Unionist wrote: Caissa, in my world, the functional limitations are known to everyone in the worker's proximity, unless they are so subtle that they're invisible.
Caissa replied that we endeavour to keep "functional limitations" as invidsible and confidential as possible in the university setting.
Re. Lukacs- I believe, I have consistently said that the university shouldnot have disciplined him.

 

Re. post 16- Interesting questions. I'm not sure they are germane to the case in question though.

I can't say it better than Sineed did here.

The confusion I see here is conflating the inability to take a test, and competency in a chosen field.  At best, tests are an imperfect measure of a person's knowledge base, and if the student also suffers from an anxiety disorder directly related to test-taking, its validity can only be even worse.

 

I really appreciate Unionist your giving insight into how these issues are dealt with in industry. I am mostly familiar with how they are dealt with at the university level and that is my frame of reference.

Unionist

Something made me think of this case. Still "conflicted" about the issues involved. Here's what happened after our interesting discussions.

August 26, 2011 - as predicted by babblers, Lukacs lost in court based on a "technicality" (lack of standing) - the court of course never dealt with the substantive matters:

[url=http://www.winnipegfreepress.com/local/u-of-m-prof-loses-round-in-phd-fi... of M prof loses round in PhD fight[/url]

November 10, 2011 - Lukacs's appeal against his 3-month suspension and other disciplinary sanctions was settled in mid-hearing as reflected in the following joint statement:

Quote:
The administration of the University of Manitoba and Professor G. Lukács have entered into a fair and mutually agreed upon settlement. The University has rescinded all disciplinary actions against Professor Lukács (including reprimand, suspension and denial of increment). All outstanding legal proceedings between the parties are terminated. The parties have also agreed that it is to their mutual benefit to end the employment relationship. The specific terms of the agreement are confidential and will not be disclosed.“

Obviously, this means they reimbursed Lukacs for his three-months off and paid his increment, plus whatever other undisclosed terms.
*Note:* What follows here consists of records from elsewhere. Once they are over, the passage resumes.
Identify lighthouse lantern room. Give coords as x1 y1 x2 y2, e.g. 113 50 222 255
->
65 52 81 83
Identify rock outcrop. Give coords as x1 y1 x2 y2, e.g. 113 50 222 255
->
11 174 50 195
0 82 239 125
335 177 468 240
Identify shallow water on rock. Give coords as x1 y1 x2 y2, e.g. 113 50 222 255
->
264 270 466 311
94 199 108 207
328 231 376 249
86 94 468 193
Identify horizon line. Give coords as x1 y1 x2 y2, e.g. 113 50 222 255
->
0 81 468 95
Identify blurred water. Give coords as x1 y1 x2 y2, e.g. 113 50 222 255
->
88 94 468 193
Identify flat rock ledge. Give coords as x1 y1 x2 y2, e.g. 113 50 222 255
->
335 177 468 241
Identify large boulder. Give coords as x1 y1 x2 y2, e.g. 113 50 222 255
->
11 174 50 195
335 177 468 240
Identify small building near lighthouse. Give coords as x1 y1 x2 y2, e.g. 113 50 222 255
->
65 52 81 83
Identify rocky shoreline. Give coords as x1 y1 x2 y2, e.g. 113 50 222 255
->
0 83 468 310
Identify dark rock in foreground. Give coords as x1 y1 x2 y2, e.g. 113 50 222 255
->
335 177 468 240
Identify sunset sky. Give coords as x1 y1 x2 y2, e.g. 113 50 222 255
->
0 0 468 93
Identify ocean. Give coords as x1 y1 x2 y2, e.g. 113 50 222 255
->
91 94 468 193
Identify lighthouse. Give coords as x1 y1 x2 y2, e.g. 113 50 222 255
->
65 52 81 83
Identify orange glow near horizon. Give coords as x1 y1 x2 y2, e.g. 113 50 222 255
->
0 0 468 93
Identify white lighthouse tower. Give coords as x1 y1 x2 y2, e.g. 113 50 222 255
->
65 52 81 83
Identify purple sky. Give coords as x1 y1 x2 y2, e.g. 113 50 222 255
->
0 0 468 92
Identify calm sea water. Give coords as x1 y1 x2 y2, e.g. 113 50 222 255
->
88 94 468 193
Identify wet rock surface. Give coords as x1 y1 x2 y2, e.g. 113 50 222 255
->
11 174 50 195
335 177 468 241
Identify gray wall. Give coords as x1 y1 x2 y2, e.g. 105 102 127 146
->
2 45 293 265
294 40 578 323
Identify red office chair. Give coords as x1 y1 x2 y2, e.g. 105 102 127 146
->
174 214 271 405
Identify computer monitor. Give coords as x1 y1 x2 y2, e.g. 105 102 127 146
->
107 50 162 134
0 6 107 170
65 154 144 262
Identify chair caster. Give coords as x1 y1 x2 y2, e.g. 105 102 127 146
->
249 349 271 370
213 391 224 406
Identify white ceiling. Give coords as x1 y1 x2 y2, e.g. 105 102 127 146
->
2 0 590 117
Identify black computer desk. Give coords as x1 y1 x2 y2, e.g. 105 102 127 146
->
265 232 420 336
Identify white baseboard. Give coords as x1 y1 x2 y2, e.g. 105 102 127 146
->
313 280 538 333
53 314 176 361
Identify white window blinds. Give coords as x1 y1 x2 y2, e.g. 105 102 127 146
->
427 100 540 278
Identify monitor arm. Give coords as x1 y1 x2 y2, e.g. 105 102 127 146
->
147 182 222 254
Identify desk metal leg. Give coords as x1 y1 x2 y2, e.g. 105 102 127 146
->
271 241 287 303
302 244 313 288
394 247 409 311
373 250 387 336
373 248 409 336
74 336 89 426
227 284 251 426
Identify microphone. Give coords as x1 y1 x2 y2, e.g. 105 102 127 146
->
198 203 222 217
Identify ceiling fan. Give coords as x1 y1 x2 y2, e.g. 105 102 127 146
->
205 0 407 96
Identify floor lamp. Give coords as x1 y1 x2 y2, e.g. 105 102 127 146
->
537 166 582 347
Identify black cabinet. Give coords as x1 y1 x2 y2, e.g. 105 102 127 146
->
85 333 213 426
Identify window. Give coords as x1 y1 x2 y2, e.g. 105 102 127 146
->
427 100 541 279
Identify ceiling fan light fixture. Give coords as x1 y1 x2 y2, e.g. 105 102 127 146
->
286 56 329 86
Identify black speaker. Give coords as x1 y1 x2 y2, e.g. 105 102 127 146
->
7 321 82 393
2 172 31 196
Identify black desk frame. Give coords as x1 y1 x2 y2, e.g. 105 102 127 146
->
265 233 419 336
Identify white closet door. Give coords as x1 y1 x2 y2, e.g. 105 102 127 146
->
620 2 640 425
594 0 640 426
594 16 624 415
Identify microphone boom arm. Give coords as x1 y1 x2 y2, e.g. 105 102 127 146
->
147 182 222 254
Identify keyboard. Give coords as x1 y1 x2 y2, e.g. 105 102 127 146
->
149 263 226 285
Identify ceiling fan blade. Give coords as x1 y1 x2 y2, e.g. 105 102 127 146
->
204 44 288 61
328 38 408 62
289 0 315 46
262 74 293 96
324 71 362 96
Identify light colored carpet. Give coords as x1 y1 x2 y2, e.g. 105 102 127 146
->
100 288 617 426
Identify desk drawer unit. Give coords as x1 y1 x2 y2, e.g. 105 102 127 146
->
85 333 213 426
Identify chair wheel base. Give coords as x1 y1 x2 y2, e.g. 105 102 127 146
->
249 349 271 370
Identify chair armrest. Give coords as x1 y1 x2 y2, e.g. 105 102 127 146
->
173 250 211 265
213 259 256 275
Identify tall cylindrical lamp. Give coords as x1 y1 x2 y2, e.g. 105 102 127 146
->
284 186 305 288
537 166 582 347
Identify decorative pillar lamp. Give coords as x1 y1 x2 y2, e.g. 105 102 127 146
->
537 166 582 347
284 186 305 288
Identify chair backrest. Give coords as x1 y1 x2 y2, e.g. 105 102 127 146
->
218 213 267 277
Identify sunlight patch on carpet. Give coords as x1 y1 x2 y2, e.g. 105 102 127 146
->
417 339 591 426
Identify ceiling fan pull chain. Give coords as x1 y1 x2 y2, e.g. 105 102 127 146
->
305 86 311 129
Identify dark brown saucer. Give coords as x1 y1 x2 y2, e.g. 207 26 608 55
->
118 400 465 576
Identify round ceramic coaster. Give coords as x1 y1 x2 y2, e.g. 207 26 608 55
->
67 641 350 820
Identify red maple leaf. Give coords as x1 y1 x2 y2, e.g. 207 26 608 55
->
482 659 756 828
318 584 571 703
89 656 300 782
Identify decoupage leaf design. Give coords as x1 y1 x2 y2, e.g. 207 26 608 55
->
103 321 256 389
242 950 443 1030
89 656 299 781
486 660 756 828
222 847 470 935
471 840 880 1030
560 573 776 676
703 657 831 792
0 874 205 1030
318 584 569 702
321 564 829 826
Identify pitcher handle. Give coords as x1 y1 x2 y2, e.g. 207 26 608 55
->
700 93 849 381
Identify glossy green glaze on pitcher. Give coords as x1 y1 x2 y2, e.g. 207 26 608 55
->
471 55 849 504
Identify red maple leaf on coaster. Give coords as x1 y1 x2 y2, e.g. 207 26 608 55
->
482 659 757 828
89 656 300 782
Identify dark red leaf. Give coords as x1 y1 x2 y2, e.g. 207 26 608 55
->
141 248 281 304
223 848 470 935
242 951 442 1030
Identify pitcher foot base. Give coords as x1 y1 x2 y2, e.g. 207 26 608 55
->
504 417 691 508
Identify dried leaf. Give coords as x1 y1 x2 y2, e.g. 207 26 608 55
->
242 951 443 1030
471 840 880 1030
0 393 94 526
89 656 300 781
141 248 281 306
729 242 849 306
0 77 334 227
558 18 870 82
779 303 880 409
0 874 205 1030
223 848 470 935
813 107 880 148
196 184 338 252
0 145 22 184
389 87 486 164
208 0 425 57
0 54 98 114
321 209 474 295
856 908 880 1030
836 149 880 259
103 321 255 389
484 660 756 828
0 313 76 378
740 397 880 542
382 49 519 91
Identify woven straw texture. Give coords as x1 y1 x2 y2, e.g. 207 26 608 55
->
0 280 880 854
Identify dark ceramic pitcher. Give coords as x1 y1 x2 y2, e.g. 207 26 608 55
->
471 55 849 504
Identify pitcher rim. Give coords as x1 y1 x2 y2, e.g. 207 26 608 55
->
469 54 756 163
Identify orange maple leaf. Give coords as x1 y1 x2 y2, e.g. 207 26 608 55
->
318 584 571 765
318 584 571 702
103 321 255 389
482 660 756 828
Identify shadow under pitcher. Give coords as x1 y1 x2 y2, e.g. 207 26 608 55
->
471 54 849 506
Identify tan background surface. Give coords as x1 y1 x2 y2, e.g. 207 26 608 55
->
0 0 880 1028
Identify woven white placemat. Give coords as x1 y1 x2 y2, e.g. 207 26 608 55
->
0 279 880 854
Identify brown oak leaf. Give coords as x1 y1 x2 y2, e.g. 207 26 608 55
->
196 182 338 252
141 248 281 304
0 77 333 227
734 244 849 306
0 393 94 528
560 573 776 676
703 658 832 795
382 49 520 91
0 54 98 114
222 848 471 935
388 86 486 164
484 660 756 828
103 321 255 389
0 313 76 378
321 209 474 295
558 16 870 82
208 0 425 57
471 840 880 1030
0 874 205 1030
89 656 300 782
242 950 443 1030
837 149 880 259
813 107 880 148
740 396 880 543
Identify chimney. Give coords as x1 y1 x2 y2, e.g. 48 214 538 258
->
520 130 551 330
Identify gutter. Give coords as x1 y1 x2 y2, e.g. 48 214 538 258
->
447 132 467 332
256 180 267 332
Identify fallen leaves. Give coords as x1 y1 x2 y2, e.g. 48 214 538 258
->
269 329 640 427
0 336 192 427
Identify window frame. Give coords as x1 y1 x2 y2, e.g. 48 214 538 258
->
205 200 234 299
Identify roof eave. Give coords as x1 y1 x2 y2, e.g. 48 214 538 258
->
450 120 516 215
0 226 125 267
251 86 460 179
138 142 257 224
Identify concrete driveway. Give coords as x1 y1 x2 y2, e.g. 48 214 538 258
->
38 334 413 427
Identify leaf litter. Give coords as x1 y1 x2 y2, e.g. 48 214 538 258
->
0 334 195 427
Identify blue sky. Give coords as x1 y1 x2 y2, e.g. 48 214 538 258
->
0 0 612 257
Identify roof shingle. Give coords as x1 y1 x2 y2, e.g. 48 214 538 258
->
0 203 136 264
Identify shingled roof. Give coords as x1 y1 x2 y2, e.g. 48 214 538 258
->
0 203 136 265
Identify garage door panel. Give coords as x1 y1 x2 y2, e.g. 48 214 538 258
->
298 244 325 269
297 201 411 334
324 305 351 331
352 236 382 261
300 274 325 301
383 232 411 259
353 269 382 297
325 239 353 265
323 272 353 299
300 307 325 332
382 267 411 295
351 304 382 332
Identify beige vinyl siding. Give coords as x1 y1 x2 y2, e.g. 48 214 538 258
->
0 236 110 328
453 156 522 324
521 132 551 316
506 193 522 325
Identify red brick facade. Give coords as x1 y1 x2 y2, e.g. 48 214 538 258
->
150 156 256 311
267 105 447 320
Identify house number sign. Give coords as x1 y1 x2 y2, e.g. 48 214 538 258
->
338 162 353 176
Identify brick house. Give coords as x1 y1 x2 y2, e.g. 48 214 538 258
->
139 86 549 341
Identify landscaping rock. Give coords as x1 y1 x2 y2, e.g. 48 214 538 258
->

Babblers had also mostly opined that the discipline was very draconian, if deserved at all.

I don't know what aftershocks this caused at U of Manitoba regarding the Dean's apparent self-arrogated unilateral right to make "exceptions" to any and all academic degree requirements, nor do I know (though I think it's less important) where Lukacs's career has led him since leaving.

 

Bacchus
Unionist

This was from June:

[url=http://www.thestar.com/news/canada/2015/06/08/stop-censoring-passenger-c... hands air passenger advocate Gabor Lukacs another victory[/url]

Quote:

Air passenger advocate Gabor Lukacs says a ruling by the Federal Court of Appeal orders the agency to provide him with unredacted documents relating to a dispute between Air Canada and passengers bumped from a flight.

Lukacs launched a challenge against the regulator in March after he requested to view material relating to the incident and was frustrated with the results.

“I was asking for access to documents on the agency’s public record. Those documents were not subject to any confidentiality order and nevertheless I received redacted documents,” said Lukacs in an interview.

He said the agency provided him with documents in which information — including the names of the airline’s lawyers and some comments from passengers — was redacted.

[...]

The Federal Court of Appeal ruled on June 5 that the agency must provide an unredacted copy of the requested information and cover the costs associated with representing himself in court, according to documents provided by Lukacs.

[...]

Hungarian by birth and a mathematician by training, Lukacs says the Canadian Transportation Agency has made 26 decisions in cases he started, 24 of them in his favour.

In recent years, Lukacs has been responsible for increasing the compensation Canadians receive when they are bumped by overbooking. Air Canada, Porter Airlines and Air Transat are among the companies whose policies have changed because of his complaints.